More than a quarter of Americans cannot go online at home to check their children’s grades at school, apply for jobs, pay bills or research health issues. They don’t have what has become a crucial service for participation in modern society: Internet service at home.

The proportion of households with Internet service had been rising steadily for decades, according to the Pew Research Center, until the past few years when the adoption rate slowed.

One reason? The high cost of broadband and the lack of competition that leads to those high prices.

A Center for Public Integrity analysis of Internet prices in five U.S. cities and five comparable French cities found that prices in the U.S. were as much as 3 1/2times higher than those in France for similar service. The analysis shows that consumers in France have a choice between a far greater number of providers — seven on average —than those in the U.S., where most residents can get service from no more than two companies. The Center’s analysis echoes the findings of several studies on Internet pricing disparities worldwide.

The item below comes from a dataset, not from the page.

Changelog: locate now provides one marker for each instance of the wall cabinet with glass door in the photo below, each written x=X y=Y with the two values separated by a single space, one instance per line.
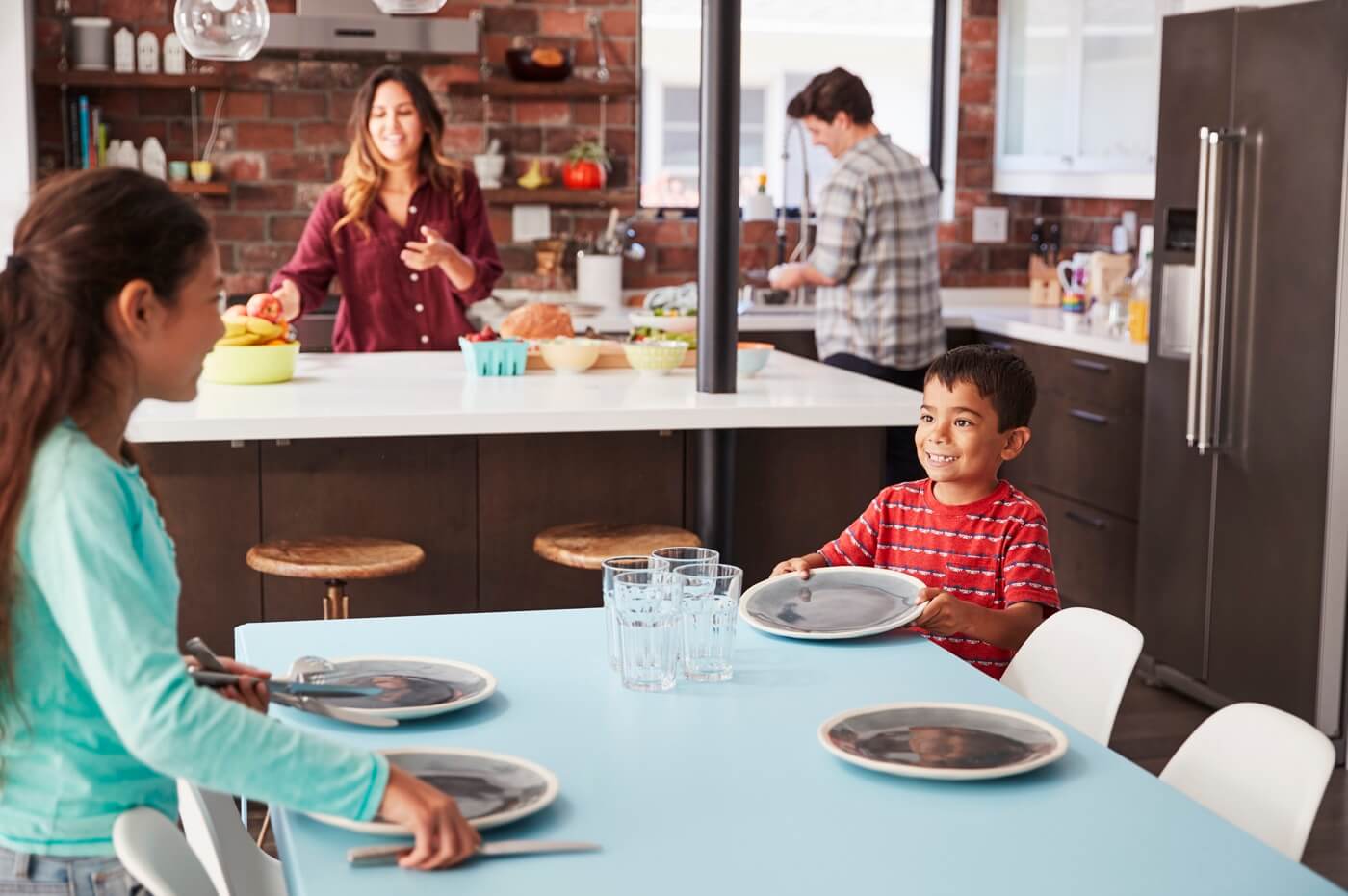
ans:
x=1077 y=88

By mapping the service areas of U.S. providers, The Center for Public Integrity also found that telecommunications companies appear to carve up territory to avoid competing with more than one other provider.

Higher broadband prices don’t just mean fewer dollars in Americans’ wallets at the end of every month. They make it difficult for low- to middle-income families to afford fast Internet service, which has become a necessity for job training, education, health care.

According to data in a report by the U.S. National Technology and Information Administration, more than 8 percent of U.S. households say they cannot afford broadband. President Barack Obama this year called for faster, more affordable Internet service for everyone.

“Just like we today expect clean running water, sewage and electricity as essential, so is broadband necessary to partake in society, to interact with government, to learn, to inform and be informed, to be a fully functioning member of society,” said Rudolf van der Berg, a telecommunications and broadband policy analyst who studies policy at the Organisation for Economic Co-operation and Development (OECD).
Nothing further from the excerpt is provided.